The Quilt, by the way, weighs more than 54 tons, and has over 96,000 names. At that, it represents maybe 20% of the people who died of AIDS in the US alone.

There were many trans women dying, too, btw. Don’t forget them. (Cis queer women did die of AIDS, too, but in far smaller numbers.) Life was and is incredibly hard for trans women, especially TWOC. Pushed out to live on the streets young, or unable to get legal work, they were (and are) often forced into sex work of the most dangerous kinds, a really good way to get HIV at the time. Those for whom life was not quite so bad often found homes in the gay community, if they were attracted to men, and identified as drag queens, often for years before transitioning. In that situation, they were at the same risk for the virus as cis gay men.

Cis queer women, while at a much lower risk on a sexual vector, were there, too. Helping. Most of the case workers at that agency and every agency I later encountered were queer women. Queer woman cooked and cleaned and cared for the dying, and for the survivors. We held hands with those waiting for their test results. Went out on the protests, helped friends who could barely move to lie down on the steps of the hospitals that would not take them in — those were the original Die-Ins, btw, people who were literally lying down to die rather than move, who meant to die right there out in public — marched, carted the Quilt panels from place to place. Whatever our friends and brothers needed. We did what we could.

OK, that’s it, that’s all I can write. I keep crying. Go read some history. Or watch it, there are several good documentaries out there. Don’t watch fictional movies, don’t read or watch anything done by straight people, fuck them anyway, they always made it about the tragedy and noble suffering. Fuck that. Learn about the terror and the anger and the radicalism and the raw, naked grief.

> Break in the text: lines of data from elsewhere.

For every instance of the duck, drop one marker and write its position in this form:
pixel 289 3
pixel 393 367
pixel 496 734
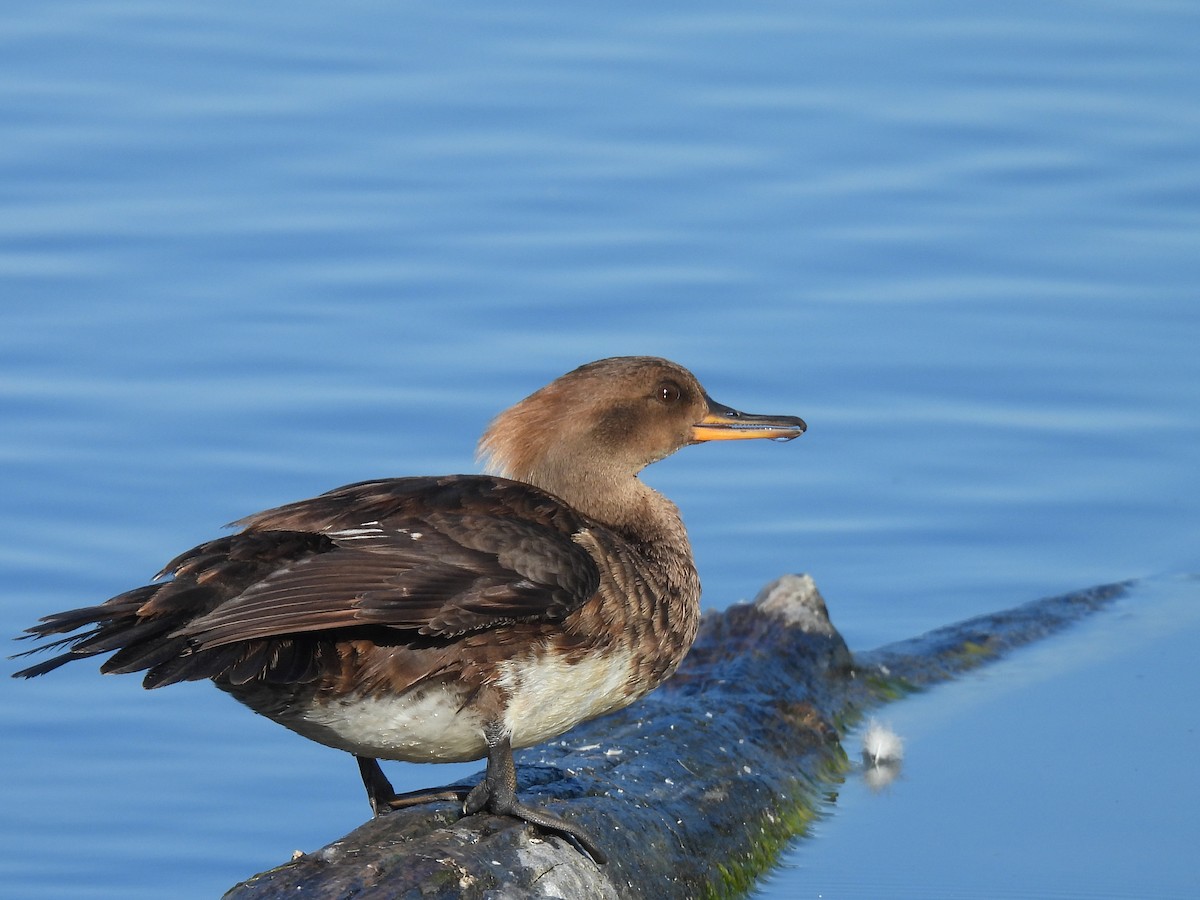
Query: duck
pixel 448 618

I was there, though, for a tiny piece of it. And even that tiny piece of it left its stamp on me. Deep.

2011

A visual aid: this is the Quilt from the Names Project laid out on the Washington Mall

image

I was born (in Australia) at the time that the first AIDS cases began to surface in the US. While I was a witness after it finally became mainstream news (mid-85), I was also a child for much of it. For me there was never really a world Before. I’m 35 now and I wanted to know and understand what happened. I have some recommendations for sources from what I’ve been reading lately:

I don’t think I can actually bring myself to read memoirs for the same reason I can’t read about the Holocaust or Stalinist Russia any more. But I have a list: 

Read or watch The Normal Heart. Read or watch Angels in America. Read The Mayor of Castro Street or watch Milk. Dallas Buyers Club has its issues but it’s also heartbreaking because the characters are exactly the politically unsavory people used to justify the lack of spending on research and treatment. It’s also an important look at the exercise of agency by those afflicted and abandoned by their government/s, how they found their own ways to survive. There’s a film of And the Band Played On but JFC it’s a mess. You need to have read the book.

Some documentaries:

Everyone should read about the history of the AIDS epidemic. Especially if you are American, especially if you are a gay American man. HIV/AIDS is not now the death sentence it once was but before antiretrovirals it was just that. It was long-incubating and a-symptomatic until, suddenly, it was not.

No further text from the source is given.